2nd初夜

「俺、わかったんです」

「……だから、何が?」

 二人の腹の間で散った白濁をティッシュで拭い、役目を果たした自らの装備を片付ける男の背中を、乱れたシーツの中で横座りしながら見つめる薪は、呆れるあまり眉をひそめている。
 
「“カラダだけの関係”の奥深さです」

「はあ?お前な。何を誤解してるか知らないが……」

 やけにキリッとした顔で振り返り迫ってくる男を押し返そうとする身体は、尺の長い両腕に甘く絡め取られて、情事の余韻ただようシーツの中に逆戻りしてしまう。

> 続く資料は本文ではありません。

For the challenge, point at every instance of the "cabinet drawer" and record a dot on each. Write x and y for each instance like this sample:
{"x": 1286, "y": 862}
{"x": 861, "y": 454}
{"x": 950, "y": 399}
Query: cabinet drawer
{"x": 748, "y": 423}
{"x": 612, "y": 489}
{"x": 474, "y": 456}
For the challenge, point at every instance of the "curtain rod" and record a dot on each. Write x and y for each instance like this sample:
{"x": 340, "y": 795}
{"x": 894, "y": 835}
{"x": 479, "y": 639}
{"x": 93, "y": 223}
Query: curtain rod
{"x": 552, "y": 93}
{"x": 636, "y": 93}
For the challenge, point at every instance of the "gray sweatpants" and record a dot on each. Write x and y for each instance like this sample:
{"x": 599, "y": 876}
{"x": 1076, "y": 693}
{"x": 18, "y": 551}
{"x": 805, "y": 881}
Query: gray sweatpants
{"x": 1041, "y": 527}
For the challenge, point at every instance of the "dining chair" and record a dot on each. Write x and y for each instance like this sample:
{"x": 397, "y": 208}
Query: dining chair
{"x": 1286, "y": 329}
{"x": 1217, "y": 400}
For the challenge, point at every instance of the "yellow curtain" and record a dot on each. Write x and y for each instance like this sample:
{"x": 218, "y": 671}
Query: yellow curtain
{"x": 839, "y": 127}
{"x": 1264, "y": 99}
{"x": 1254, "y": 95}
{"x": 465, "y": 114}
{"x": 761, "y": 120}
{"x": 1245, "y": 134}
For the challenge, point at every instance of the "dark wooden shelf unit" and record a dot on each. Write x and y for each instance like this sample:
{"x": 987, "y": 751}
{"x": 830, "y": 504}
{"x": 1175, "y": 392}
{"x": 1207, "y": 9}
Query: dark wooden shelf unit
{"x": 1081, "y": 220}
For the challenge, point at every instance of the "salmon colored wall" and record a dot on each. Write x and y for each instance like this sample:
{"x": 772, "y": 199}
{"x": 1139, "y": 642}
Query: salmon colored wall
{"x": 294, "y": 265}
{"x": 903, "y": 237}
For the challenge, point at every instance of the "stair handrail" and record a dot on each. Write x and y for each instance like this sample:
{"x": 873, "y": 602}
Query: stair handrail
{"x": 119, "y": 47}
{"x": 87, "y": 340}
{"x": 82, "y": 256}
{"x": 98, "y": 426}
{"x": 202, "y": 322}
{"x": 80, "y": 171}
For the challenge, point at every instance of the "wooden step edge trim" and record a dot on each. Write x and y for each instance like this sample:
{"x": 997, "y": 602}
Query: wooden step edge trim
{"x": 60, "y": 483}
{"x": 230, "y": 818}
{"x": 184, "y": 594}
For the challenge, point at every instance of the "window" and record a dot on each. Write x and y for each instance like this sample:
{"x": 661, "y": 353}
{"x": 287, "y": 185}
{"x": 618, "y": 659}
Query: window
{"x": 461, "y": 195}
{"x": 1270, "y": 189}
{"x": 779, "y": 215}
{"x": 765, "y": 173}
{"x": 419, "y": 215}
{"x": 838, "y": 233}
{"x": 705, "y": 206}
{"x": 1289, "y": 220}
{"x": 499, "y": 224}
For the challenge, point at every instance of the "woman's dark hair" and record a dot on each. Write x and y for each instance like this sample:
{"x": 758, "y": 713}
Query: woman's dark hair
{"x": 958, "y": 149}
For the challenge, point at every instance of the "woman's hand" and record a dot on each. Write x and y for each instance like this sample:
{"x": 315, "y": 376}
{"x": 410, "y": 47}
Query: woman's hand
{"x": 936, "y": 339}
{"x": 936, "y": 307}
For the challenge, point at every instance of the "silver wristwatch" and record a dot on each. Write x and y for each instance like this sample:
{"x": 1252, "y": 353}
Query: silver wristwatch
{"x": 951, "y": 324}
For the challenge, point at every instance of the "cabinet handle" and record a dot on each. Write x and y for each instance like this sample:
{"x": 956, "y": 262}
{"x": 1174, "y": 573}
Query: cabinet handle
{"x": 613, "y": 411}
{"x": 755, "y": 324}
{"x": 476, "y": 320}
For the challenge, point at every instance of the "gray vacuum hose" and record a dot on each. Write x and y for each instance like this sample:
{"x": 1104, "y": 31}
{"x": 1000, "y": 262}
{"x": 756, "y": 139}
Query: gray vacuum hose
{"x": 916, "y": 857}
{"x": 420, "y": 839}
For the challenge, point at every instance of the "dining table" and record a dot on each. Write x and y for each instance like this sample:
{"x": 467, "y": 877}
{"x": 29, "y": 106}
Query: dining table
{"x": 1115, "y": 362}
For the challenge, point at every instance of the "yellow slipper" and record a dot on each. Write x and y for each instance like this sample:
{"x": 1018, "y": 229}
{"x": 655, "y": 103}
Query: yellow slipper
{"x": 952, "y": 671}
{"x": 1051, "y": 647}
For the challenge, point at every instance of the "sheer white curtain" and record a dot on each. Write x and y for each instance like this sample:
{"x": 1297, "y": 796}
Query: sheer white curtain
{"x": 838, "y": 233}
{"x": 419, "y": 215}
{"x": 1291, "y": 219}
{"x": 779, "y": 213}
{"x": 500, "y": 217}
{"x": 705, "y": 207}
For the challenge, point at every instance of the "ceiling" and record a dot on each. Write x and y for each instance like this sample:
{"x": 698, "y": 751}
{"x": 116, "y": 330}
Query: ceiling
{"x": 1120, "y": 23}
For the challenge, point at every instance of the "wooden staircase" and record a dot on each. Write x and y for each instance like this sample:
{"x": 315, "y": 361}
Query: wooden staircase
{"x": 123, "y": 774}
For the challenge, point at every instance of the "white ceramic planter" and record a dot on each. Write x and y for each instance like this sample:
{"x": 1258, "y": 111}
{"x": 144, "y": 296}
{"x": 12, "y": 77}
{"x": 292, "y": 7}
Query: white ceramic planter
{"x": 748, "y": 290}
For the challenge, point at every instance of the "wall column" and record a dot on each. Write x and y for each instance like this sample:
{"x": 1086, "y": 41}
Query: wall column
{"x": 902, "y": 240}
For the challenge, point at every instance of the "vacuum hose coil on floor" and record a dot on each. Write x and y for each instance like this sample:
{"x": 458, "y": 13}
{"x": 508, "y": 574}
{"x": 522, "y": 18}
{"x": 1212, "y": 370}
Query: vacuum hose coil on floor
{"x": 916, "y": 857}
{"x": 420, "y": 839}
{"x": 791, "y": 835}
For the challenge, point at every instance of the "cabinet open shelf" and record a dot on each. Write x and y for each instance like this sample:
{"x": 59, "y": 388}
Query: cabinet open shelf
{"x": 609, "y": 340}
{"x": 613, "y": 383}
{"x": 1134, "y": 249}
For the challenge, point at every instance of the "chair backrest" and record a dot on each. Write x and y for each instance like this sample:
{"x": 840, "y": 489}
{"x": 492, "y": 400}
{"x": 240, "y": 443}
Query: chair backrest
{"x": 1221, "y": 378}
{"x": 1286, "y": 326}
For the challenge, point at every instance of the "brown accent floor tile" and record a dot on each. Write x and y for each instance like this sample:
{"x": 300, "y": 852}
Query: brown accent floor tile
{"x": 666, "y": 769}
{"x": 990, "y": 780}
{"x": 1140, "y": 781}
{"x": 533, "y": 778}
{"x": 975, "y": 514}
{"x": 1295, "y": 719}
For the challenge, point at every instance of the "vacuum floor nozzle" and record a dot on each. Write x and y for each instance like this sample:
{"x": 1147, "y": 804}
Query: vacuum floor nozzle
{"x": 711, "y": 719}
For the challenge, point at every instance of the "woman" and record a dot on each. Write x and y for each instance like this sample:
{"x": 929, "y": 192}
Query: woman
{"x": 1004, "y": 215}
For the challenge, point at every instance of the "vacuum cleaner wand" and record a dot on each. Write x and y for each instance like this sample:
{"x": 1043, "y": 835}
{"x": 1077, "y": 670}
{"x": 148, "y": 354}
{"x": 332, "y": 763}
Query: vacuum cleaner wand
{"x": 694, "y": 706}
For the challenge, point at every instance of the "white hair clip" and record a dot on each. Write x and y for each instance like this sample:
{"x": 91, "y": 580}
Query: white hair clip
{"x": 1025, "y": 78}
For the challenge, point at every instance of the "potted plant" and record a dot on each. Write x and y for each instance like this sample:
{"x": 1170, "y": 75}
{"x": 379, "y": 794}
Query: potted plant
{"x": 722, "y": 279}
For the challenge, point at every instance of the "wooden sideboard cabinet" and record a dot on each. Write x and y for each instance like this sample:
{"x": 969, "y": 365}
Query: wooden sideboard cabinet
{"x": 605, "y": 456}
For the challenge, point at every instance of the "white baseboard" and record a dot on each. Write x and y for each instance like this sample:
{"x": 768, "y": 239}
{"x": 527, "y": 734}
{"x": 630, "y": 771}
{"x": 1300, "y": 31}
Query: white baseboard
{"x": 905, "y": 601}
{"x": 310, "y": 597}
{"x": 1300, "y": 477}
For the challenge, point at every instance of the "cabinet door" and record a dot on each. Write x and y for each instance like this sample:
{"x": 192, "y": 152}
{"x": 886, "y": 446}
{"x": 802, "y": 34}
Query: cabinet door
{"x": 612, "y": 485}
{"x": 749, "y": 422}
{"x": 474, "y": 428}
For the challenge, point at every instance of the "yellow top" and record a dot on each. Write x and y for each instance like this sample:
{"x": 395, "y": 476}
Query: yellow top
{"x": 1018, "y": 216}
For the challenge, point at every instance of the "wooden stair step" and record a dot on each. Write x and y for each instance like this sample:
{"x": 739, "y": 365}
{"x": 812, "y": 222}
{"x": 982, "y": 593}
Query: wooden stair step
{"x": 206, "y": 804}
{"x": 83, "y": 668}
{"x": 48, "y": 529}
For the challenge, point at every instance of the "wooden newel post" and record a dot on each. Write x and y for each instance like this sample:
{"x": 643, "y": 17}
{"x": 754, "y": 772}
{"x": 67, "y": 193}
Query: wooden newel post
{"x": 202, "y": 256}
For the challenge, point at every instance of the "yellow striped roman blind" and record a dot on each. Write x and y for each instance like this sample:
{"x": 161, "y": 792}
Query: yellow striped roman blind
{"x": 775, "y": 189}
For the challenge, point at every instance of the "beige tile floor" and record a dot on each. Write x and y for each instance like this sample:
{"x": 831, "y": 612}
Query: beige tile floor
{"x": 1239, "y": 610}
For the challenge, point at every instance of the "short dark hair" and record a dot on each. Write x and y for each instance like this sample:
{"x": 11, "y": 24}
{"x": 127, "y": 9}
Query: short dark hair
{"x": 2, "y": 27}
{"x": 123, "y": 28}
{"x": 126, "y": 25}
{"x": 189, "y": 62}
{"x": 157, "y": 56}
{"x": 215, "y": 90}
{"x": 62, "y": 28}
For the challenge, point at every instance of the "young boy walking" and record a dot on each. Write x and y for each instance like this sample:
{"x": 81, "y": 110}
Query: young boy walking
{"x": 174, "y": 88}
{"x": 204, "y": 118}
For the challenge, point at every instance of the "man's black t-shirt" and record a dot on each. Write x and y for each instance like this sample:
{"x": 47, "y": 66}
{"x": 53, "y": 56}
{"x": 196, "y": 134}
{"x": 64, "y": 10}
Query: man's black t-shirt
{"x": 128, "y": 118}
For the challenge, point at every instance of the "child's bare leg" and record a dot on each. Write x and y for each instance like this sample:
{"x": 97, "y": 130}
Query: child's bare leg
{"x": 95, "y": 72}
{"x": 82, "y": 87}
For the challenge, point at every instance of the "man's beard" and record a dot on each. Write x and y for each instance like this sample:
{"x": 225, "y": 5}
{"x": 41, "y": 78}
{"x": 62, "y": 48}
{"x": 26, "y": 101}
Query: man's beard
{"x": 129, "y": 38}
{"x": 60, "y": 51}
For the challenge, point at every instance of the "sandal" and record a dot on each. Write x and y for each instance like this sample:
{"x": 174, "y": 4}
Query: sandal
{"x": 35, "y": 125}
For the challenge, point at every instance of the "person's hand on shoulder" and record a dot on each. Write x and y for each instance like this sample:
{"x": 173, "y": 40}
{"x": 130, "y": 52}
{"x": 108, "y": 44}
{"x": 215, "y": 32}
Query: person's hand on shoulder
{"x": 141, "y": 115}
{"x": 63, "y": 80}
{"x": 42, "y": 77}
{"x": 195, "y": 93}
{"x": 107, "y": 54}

「こういう関係をもつようになって、あなたと交わる方法を調べたり、顔色を気にしたり、言葉で気持ちを探ろうとしていた……俺が馬鹿でした」
 
 まだ熱い身体が重なる感触にぞくりと震え、まだ離れたくなかった自分の本心を肌で思い知る。
 ねだったわけじゃないのに欲しいところに降るキスの、求める以上の優しさに、またほだされそうだ。

「……こうやって……表面ばかりに気を取られず、本質や思いはカラダにきけば良いんですよね」

「え。違っ……」

 どうしてそうなる。お前に何が分かると?

「あ、そこ、よせっ……」

「でもほら、ここすごい反応……」

「やっ……ぁあっ……」

 この忠犬の嗅覚を甘くみていた。もともと観察眼が鋭い上に、薪に対して鼻が利きすぎるのは、昔からわかってた。
 持て余すとわかっててなぜ一線を踏み越えさせたのか―――


「薪さん、眠っていいですよ。俺ずっとそばにいますから……」

 傍にいろなんて、頼んでない。

 でも何故か満たされて、いやホットラズベリーソースに溺れるバニラアイスのように、甘い後戯に溶かされながら目を閉じる。

 そのソースはドイツ語でHeiße Himbeeren、別名はHeiße Liebe(熱い愛)だ。

 まさか自分がそんなものにどっぷり溺れているなんて自覚する余裕さえないまま、薪は甘い眠りに崩れていくのだった。